Reply To: The Liar's Paradox

#19014
gerard.casey
Participant

David Konietzko: Apart from its perhaps being the case that outlawing self-referentiality is merely ad hoc, and thus unsatisfactory, it also has the effect, as you correctly note, of outlawing perfectly respectable sentences such as “This sentence is in the present tense”.

JohnD: You write “The thought of ALL THOSE DIFFERENT LOGICS is quite disturbing. I thought since logic is the science of necessary inference (proper thinking) that we could rely on it to yield certain truths. But with so many logics to choose from, where does that leave us???”

I can appreciate your concern. When you consider all the possibilities that I mentioned in my previous post, it can induce a kind of intellectual vertigo. Perhaps an analogy will help. The basic theory of modern physics seems to be in trouble. Just how many basic particles do we have? Is string theory the answer to our questions? However, whatever may be the case with theoretical physics, we have no difficult getting on with our daily lives, weighing things, measuring them, comparing them, and so on. The inferential core of logic is like our everyday practices of weighing and measuring; the fact that theoreticians may be at odds and special extreme cases may cause us headaches, doesn’t in any way affect, say, the invalidity of the fallacy of the undistributed middle or the validity of the conversion of E-type propositions. This analogy may (or may not!) help: all analogies limp. The disquiet expressed in your post was one reason why I was suggesting that while these topics which we are discussing are interesting and exciting, it can be confusing and distracting to focus on them at the same time as one is trying to come to grips with a basic formal logic system.

David Konietzko: You write:”A sentence has a certain meaning precisely because people interpret it to have that meaning. Therefore, if it is in principle impossible to understand the meaning of a sentence, then it simply doesn’t have a meaning.”

The syntactically-in-order sentence “The kronxite instrumentality befummels reflexiveness cromulently” doesn’t mean anything because some of its key words don’t mean anything in English. Failure to understand it is not a fault in anyone’s understanding; no one can possibly understand it. This is to agree with the second sentence in your post.

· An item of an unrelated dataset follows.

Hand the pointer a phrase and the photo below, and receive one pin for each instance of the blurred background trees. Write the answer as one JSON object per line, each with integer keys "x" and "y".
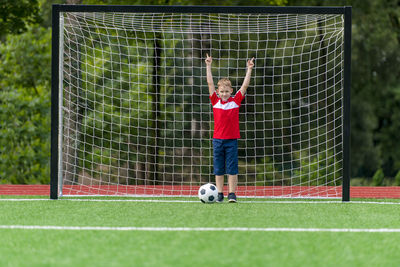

The first sentence in your post is possibly ambiguous depending on whether ‘people’ means, assuming we’re using English, some particular special group of people who are competent in English or competent English speakers in general. A sentence could be well-formed in English and understandable to all competent English speakers; or it could be well-formed and understandable only to a proper subset of competent English speakers. In all cases, it would have meaning.